При открытой форточке всё слышней и ближе была стрельба. И приходили слухи о пожарах, об убийствах полицейских и — офицеров!

Ах, хотелось, чтоб эта заря пришла как-нибудь иначе — зачем же поджигать здания и — убивать? И что начнут с убийства армейских офицеров, воюющих за Россию, — никогда не воображалось такое, что за ужас?

Вера очень порадовалась, что отправила брата вчера. Он непременно во что-нибудь бы встрял и мог бы попасть в число этих несчастных.

Хотя ещё и непонятно, как бы ему вмешиваться. Бунтари-то — свои, кровные, если Шингарёв среди бунтарей — то как же?

Тут её позвали к телефону.

И только трубку взяла, как ни искажал телефон голоса — что-то сильное тёплое сразу приложилось к сердцу.

— Да, здравствуйте...

Сослуживицы стояли рядом, ожидая, что будет сообщение новостей. Но по первому же голосу Веры поняли, что — нет, и отошли.

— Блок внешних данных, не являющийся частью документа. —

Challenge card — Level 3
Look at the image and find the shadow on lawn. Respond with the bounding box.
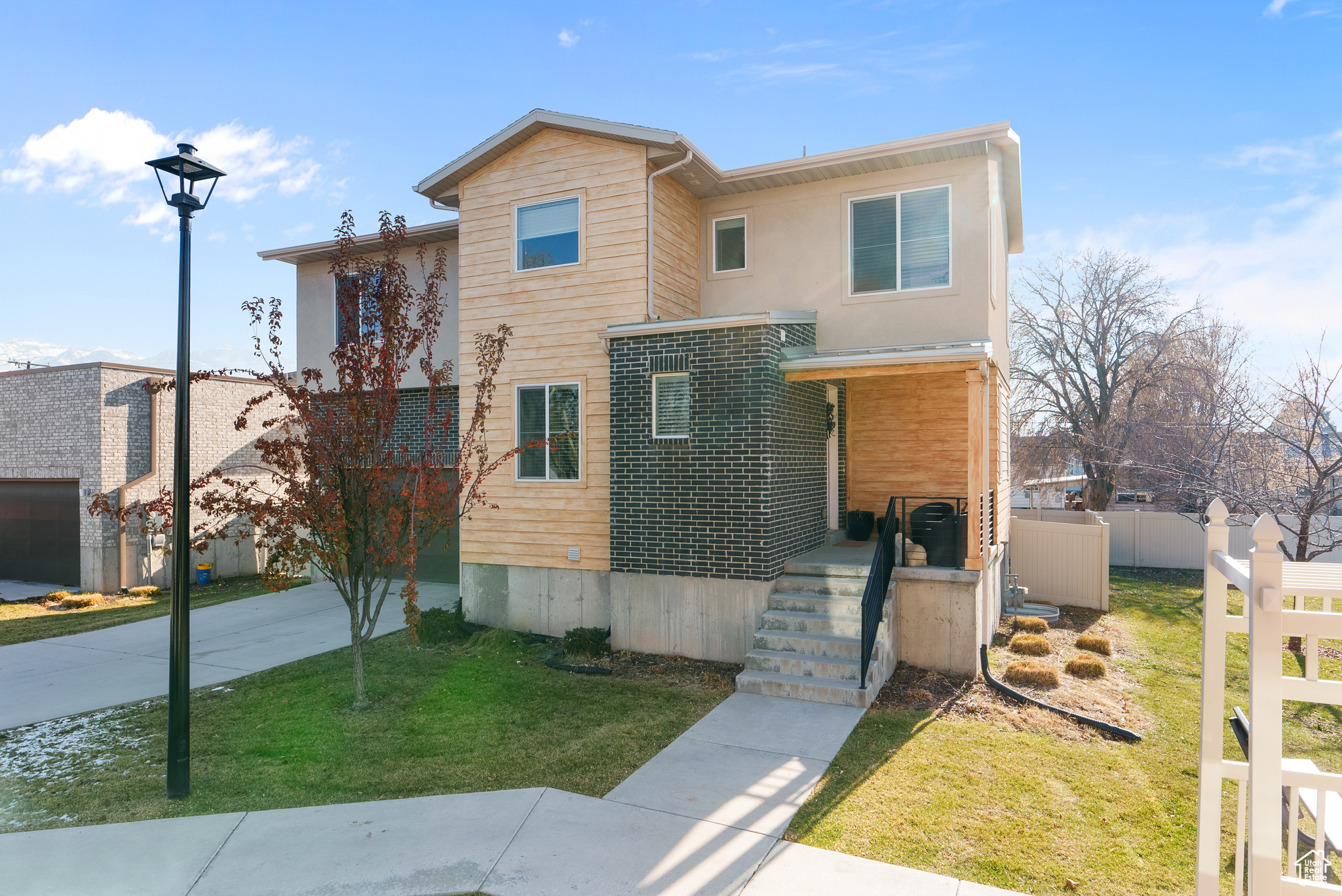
[784,709,938,840]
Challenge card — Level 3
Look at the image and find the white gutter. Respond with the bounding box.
[648,150,694,320]
[778,339,993,373]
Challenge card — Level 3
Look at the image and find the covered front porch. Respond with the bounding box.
[780,335,1009,570]
[748,341,1009,692]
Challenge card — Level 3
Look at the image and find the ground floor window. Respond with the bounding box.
[516,383,581,480]
[652,373,690,439]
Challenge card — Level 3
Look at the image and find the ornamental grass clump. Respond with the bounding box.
[466,629,521,653]
[419,607,466,644]
[1076,635,1114,656]
[1003,660,1058,688]
[564,627,611,656]
[1063,653,1106,679]
[1006,635,1054,656]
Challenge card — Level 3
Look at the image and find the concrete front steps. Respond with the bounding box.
[737,563,895,708]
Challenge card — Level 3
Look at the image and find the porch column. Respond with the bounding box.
[965,369,986,569]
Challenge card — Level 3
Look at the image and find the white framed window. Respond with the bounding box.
[336,274,383,345]
[512,196,581,271]
[652,373,690,439]
[712,215,746,274]
[516,383,583,481]
[848,184,950,295]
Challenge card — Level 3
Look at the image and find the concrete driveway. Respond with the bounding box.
[0,582,459,728]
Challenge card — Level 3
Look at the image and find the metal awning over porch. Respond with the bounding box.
[778,339,993,383]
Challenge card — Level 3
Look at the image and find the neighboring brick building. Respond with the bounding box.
[0,362,275,591]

Это звонил Дмитриев! Боже, как она обрадовалась! Телефон, протянувший голос через провода, сжавший его, убравший окраску, передавал некий другой голос, условно считаемый за истинный, — а всё же интонация вся оставалась, умедления, растяжки, паузы или быстро-громко — и Вера слушала их.

Он звонит — просто так, никакого дела нет. Узнавши о событиях, звонит потому, что беспокоится о ней. Она ведь не знает, что такое беспорядочная стрельба, и эти бессмысленные невидимые пульки, которой одной достаточно. Одним словом...

— Вера Михайловна, я звоню — попросить вас... чтобы вы сегодня не были на улицах.

Боже, почему он просит? какое право он имеет просить! (Не сказала).

— Но как же мне иначе перелететь домой, Михаил Дмитрич?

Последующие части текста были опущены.